The National Security Agency and the Cybersecurity and Infrastructure Security Agency have collaborated with counterparts in Australia, Canada, New Zealand and the United Kingdom in developing a cybersecurity technical report and guidance to mitigate the Microsoft Active Directory platform’s vulnerabilities to cyber-attacks.
The guidebook, titled “Detecting and Mitigating Active Directory Compromises,” provides strategies to prevent and detect the most common techniques for malicious AD access, NSA said Thursday.
The 80-page report lists and describes the 17 techniques malicious actors commonly use to target AD, as well as recommends mitigation strategies against the cyber threats.
One of the cyberattack tactics that the report identified involves password spraying, which seeks authentication through a single or multiple passwords deployed on AD targets. As one security control to help deter password spraying, the guidance suggests long passwords with a minimum of 30 characters for local administrator and service accounts.
Microsoft launched AD in 1999 and became the most popular authentication and authorization platform in enterprise information technology networks worldwide.
Dave Luber, NSA cybersecurity director, noted that many networks of the Department of Defense and the defense industrial base rely on AD and are attractive cyberattack targets.

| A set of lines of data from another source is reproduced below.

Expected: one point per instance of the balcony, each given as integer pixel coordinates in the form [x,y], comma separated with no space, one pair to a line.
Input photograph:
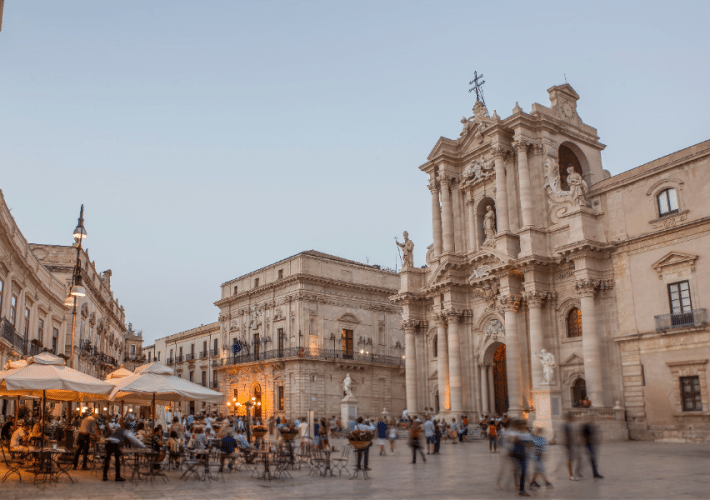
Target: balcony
[305,353]
[696,317]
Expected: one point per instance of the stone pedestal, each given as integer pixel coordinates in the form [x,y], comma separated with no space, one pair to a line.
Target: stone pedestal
[548,412]
[348,409]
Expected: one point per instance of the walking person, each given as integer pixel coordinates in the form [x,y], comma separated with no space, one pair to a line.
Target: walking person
[414,441]
[392,434]
[589,439]
[113,448]
[89,428]
[492,437]
[540,444]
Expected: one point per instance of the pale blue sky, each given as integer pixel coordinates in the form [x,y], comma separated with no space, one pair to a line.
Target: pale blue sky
[208,139]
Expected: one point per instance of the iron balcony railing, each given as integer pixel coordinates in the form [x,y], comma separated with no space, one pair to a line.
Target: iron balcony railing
[696,317]
[306,353]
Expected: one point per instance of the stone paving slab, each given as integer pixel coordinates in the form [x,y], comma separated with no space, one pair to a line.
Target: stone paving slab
[631,470]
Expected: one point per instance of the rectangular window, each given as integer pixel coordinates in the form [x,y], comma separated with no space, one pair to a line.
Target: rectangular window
[690,393]
[13,310]
[27,322]
[348,344]
[679,296]
[55,339]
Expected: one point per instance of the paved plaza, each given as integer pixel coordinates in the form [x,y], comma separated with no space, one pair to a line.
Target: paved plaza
[630,469]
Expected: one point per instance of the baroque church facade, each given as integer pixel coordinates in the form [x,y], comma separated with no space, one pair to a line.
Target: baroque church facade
[552,287]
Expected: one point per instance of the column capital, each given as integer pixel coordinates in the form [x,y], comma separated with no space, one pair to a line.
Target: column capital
[586,287]
[452,316]
[510,302]
[536,298]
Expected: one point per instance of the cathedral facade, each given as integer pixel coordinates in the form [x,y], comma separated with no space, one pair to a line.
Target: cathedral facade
[552,287]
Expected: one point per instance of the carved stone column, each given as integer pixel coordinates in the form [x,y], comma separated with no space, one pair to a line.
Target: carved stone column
[535,301]
[410,364]
[436,218]
[521,146]
[501,191]
[447,213]
[455,379]
[485,403]
[511,304]
[442,363]
[591,345]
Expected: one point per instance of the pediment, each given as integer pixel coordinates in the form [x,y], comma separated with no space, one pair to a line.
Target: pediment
[573,360]
[674,259]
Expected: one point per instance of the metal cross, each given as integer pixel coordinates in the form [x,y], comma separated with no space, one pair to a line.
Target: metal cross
[477,86]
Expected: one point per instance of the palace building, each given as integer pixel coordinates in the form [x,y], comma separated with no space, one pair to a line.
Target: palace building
[551,285]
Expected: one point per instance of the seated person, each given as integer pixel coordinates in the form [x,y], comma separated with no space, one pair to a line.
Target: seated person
[175,447]
[18,441]
[227,450]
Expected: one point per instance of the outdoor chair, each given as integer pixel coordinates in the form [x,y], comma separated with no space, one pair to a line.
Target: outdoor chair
[341,463]
[12,464]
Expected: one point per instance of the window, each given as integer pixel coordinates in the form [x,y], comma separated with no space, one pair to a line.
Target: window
[690,393]
[574,323]
[679,297]
[55,339]
[667,202]
[27,322]
[348,344]
[13,310]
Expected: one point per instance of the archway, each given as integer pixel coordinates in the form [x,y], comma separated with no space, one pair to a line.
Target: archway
[500,380]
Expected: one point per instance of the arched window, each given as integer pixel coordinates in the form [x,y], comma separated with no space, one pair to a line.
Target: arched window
[667,202]
[579,392]
[574,323]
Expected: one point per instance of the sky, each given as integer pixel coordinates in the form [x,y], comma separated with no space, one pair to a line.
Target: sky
[209,139]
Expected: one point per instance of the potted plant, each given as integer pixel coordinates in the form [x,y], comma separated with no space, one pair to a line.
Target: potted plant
[360,439]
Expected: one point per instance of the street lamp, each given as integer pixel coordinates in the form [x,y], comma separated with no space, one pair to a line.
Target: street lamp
[76,289]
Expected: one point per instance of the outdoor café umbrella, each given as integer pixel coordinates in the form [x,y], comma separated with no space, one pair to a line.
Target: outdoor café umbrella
[46,376]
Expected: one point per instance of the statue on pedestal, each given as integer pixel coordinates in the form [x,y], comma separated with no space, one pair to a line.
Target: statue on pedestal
[407,251]
[548,364]
[347,386]
[489,227]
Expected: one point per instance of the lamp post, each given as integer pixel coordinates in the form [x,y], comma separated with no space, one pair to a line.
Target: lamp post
[76,290]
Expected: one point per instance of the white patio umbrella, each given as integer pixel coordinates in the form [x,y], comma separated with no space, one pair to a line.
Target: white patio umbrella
[46,376]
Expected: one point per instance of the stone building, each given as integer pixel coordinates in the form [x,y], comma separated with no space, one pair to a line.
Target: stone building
[303,324]
[549,281]
[34,283]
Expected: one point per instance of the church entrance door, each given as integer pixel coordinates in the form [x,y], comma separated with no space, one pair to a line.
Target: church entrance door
[500,380]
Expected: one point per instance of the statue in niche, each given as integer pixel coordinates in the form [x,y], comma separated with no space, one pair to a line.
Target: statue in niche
[577,186]
[407,251]
[489,227]
[347,386]
[548,364]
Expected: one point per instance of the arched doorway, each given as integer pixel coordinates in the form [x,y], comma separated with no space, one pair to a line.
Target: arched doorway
[257,401]
[500,380]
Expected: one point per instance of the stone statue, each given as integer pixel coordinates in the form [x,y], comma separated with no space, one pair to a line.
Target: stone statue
[407,251]
[489,227]
[347,386]
[548,364]
[577,187]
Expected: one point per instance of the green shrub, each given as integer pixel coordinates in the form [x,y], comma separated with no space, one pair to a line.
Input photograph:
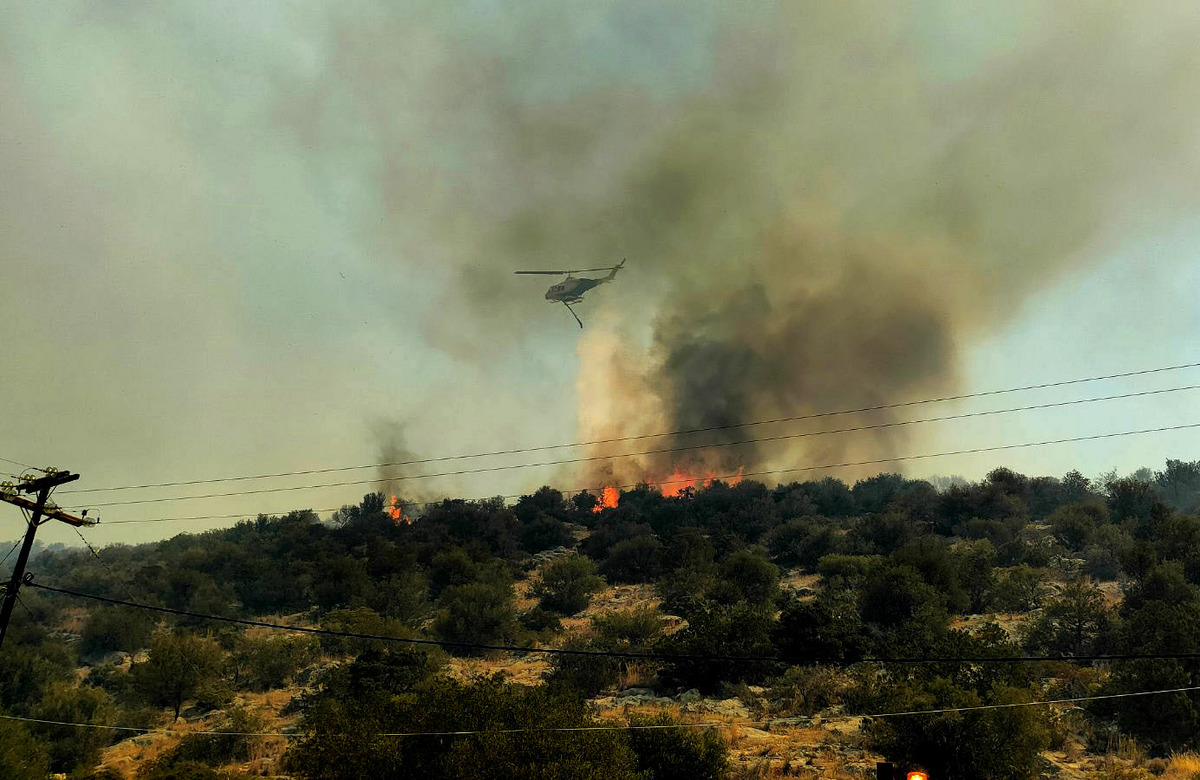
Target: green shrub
[565,585]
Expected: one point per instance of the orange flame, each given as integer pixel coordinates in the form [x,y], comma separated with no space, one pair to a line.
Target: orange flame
[681,481]
[609,498]
[397,514]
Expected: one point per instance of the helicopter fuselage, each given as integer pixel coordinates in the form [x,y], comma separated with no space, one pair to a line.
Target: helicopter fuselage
[570,291]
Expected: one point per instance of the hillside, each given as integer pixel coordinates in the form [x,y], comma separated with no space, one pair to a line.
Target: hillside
[790,621]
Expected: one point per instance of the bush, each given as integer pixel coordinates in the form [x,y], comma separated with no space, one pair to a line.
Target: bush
[359,621]
[565,585]
[238,744]
[990,744]
[342,737]
[22,757]
[178,669]
[801,543]
[112,629]
[677,754]
[807,690]
[720,630]
[635,628]
[538,619]
[478,613]
[263,664]
[71,747]
[637,559]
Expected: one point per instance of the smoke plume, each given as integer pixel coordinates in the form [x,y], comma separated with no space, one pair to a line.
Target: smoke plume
[823,204]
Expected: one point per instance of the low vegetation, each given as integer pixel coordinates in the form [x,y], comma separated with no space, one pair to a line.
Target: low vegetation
[789,600]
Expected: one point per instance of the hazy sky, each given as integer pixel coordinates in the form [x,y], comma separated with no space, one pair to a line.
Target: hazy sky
[251,238]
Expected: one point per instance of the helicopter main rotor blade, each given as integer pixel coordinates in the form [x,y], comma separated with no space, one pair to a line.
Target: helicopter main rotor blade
[579,270]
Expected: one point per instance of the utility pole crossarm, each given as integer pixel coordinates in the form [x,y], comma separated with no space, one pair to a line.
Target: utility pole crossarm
[41,508]
[48,513]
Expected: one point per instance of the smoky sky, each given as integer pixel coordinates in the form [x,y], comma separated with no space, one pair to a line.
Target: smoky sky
[238,237]
[825,211]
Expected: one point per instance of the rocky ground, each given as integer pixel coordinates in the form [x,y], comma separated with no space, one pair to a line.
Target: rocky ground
[827,745]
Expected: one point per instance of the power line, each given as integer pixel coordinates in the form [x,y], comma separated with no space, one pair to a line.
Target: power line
[648,436]
[712,724]
[725,477]
[655,657]
[15,545]
[9,460]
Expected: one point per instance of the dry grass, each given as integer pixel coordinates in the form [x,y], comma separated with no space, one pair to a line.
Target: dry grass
[1183,766]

“Taking steps to properly defend AD from these common and advanced techniques will detect and prevent adversary activities and protect sensitive data from determined malicious cyber actors,” he said.
The NSA recently published a cybersecurity advisory, in coordination with the FBI, the U.S. Cyber Command’s Cyber National Mission Force and international allies, to alert on China-linked threat actors who hacked into internet-connected devices to create a botnet and execute malicious online activity.